Drug companies have been accused
of running drug-testing protocols in third-world countries that would be
unethical and impossible to run in the U.S. Other times, they have been
criticized for testing drugs that will eventually be marketed at a price
the third-world countries couldn’t afford. What should the rules be for
such research?
- The federal "Baby Doe" rule.
Two Dallas
Morning News articles in 2002 highlighted some problems with the Baby Doe rule. The
Texas Supreme Court has a case before it now that raises some of these
issues (even though the Court of Appeals refused to discuss Baby Doe).

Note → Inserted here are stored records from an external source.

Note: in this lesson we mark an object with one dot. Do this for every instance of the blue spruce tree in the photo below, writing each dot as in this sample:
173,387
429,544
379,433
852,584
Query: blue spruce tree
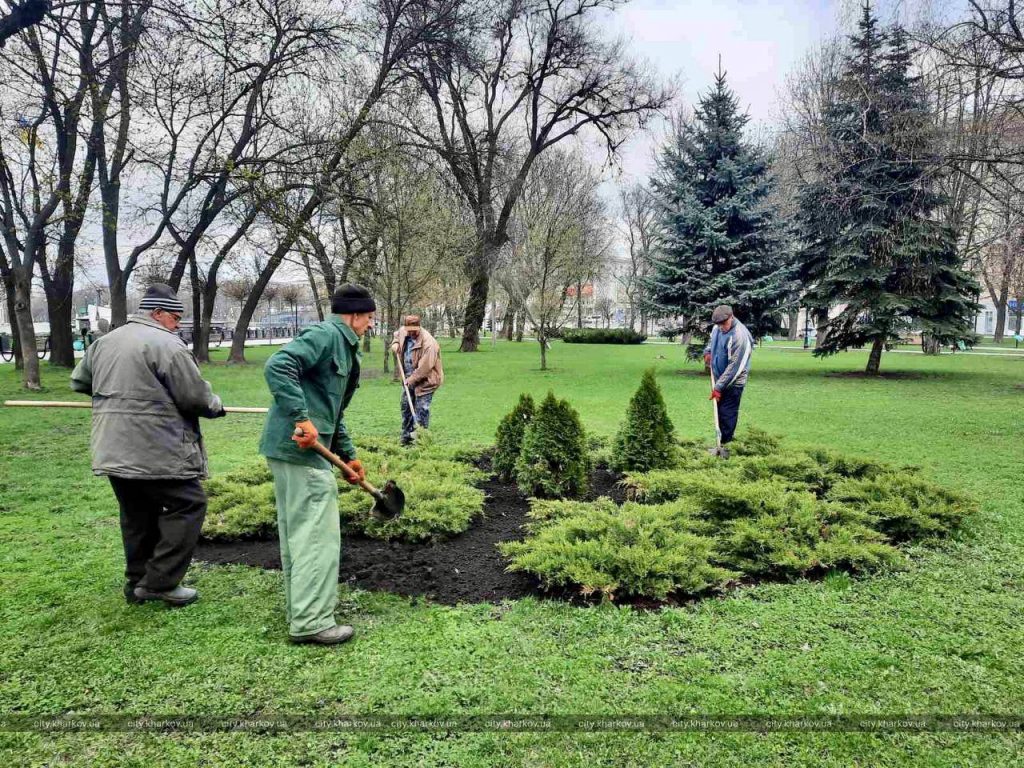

Should the Baby Doe rule be abandoned? Modified? Or kept just the way it
is?
- Living related organ donors and
paternity information. When
an adult child decides to donate an organ to a parent on the donor waiting
list, blood samples are analyzed to determine whether the offspring is a
match. This information provides information that is also conclusive (or
nearly so) on the question whether the recipient is the donor’s biological
parent. Are potential donors entitled to genetic parentage information?
How do genetic counselors handle the analogous situation (if an analogous
situation exists)? Should the transplant surgeon provide this information?
What are the implications of your answer for the informed consent process?
- Medical decision making for minors.
What should the standards be for reviewing and overruling parental medical
choices? You might focus on one set of such decisions (end-of-life
decisions, decisions by Christian Scientists, etc.) for your analysis.
- Health law and ethics. Various regulations and statutory
prohibitions have their roots, and their continued justification, in
ethics. Illegal remuneration, fee-splitting, self-referral,
corporate practice of medicine doctrine, patient abandonment . . . these
and many more represent not only legal norms, but ethical norms as well.
Is the ethical thinking about these doctrines outmoded or still valid?
Are there newer and better ways to deal with the harms these doctrines try
to address?
- Sex selection (and other genetic manipulations). What
limits, if any, should be placed on the ability of prospective parents to
guide or alter the genetic makeup of their offspring?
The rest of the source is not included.